Breakfast in the Mess. Bacon and eggs. The Gunner evades, cannot afford to engage the thought that Jimmy, his fellow Jock from Rutherglen was an empty place at the table this morning.

He thinks instead of Margaret. The sweetheart brooch is his pledge to her. She’s in Lanark with her family, she’s listening to every Radio News broadcast, knitting, knitting, smoking, drinking ersatz coffee, more knitting, more smoking, most of all she’s waiting, waiting….

**********

CROFT HOUSE ETCHING

by Alastair Cunningham

This etching is a representation of a bothy on Scotland’s north west coast.  The bothy is part of a hamlet of three once-homes that look over the sea towards the village of Lochinver.  It is just a short and cruel gaze back across the bay to those richer lands on which these crofts’ inhabitants had been permitted to live until the time of their eviction during Sutherland’s clearances.  It has always been an empty place, where ravens outnumber humans and sea eagles sometimes fly.  There is nothing here to interrupt the milky way from its shining.  The land is called Camas Coille, which translates  as ‘bay of the wood’ – though until my time there had been no trees here for generations.

The etching is not a representation of what is there now.  Since the copper plate was scratched in the early 1960s, the bothy has been repaired, the drystone wall rebuilt and a copse of trees planted.  The etching shows a place in need of a loving that has since been lavished.

It is not a perfect representation of what was there when it was drawn.  The hill behind has never been that steep.  In reality, it is a whaleback hump of boulders left by receding ice.            

I am not sure of the coastline across the sea either – though I have spent less time tramping those hills and so cannot be so definitive about their true profile.  It is, however, a family treasure for what it purports to show.
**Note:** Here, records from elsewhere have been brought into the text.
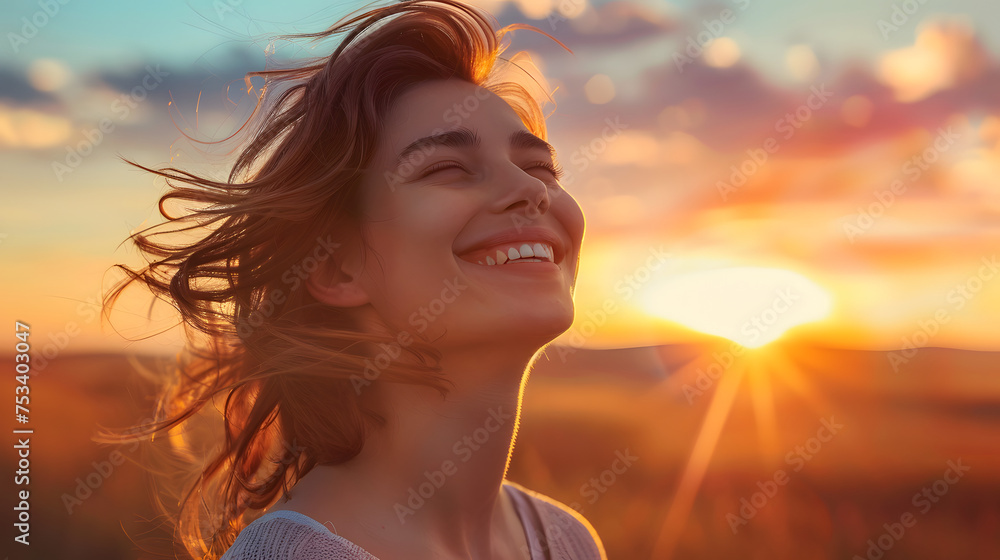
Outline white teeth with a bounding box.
[468,243,555,266]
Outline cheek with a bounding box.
[552,191,586,247]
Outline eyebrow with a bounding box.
[395,127,556,169]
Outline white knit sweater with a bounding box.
[220,481,607,560]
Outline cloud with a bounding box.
[496,0,678,52]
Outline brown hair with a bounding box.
[102,0,568,559]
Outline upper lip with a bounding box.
[455,226,566,264]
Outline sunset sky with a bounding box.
[0,0,1000,351]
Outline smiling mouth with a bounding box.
[458,242,556,266]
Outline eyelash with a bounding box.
[424,161,564,181]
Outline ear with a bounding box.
[306,245,370,307]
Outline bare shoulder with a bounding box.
[504,481,607,560]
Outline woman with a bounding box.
[108,0,605,560]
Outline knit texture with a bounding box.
[220,481,607,560]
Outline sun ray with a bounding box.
[653,356,745,559]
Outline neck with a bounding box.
[276,347,532,558]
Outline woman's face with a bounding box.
[352,79,584,349]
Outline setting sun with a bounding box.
[641,267,833,348]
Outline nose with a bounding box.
[494,164,550,218]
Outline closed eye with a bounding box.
[422,161,465,177]
[527,161,564,181]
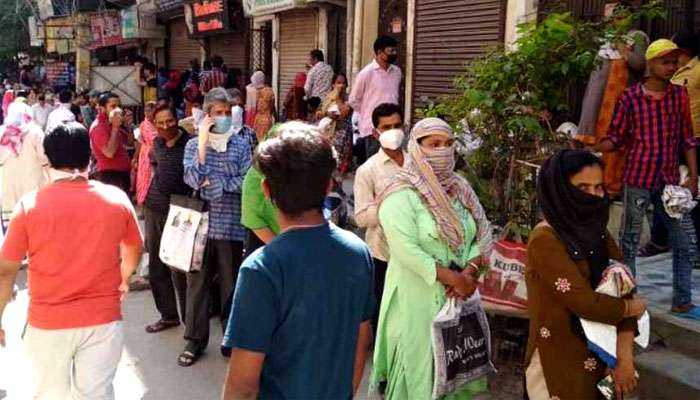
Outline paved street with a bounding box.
[0,270,378,400]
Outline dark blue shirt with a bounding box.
[223,224,374,399]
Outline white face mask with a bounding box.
[379,129,404,150]
[47,168,88,183]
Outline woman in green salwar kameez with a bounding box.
[371,118,492,400]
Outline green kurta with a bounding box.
[241,167,280,235]
[371,189,487,400]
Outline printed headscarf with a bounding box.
[380,118,493,262]
[0,101,33,158]
[245,71,265,111]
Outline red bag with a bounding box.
[183,82,201,103]
[479,240,527,316]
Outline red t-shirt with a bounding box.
[0,181,143,329]
[90,112,131,172]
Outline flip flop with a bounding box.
[146,319,180,333]
[671,306,700,321]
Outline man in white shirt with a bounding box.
[348,36,403,164]
[304,49,334,101]
[355,103,405,334]
[46,90,75,133]
[32,93,53,130]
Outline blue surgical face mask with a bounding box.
[212,116,231,134]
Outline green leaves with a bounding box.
[419,6,660,241]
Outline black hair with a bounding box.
[561,150,603,181]
[306,97,321,110]
[673,29,700,57]
[372,103,403,128]
[374,36,399,54]
[255,123,336,217]
[331,72,350,85]
[153,104,177,119]
[97,92,119,107]
[309,49,324,61]
[44,122,90,170]
[58,90,73,104]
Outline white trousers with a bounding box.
[24,321,124,400]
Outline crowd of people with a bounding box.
[0,3,700,399]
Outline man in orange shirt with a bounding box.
[0,123,143,399]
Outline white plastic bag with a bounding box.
[432,291,496,399]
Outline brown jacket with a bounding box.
[525,225,636,400]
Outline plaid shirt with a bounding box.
[608,83,697,189]
[183,135,251,242]
[199,68,226,94]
It shows a building that had been vacated about twenty years previously, at the start of the 1940s: abandoned when life in this place with neither road nor boat access had become too hard and the last widow had left home for a new life in Lairg.  As a mark of tough times, her husband had died from an infected boil and left her with four children and no income beyond the few vegetables grown on the croft.  The land looks pretty barren to me but could apparently support strawberries in a good year.  Good years were too rare, so she left.  By the late 1950s the roof was caving and the floor a swamp of dead sheep.  My father bought it and worked to stabilise the ruin.  I spent a childhood of summers here: drinking of the vast skies, keeping the fires burning and playing my part in keeping the roof attached to the gables.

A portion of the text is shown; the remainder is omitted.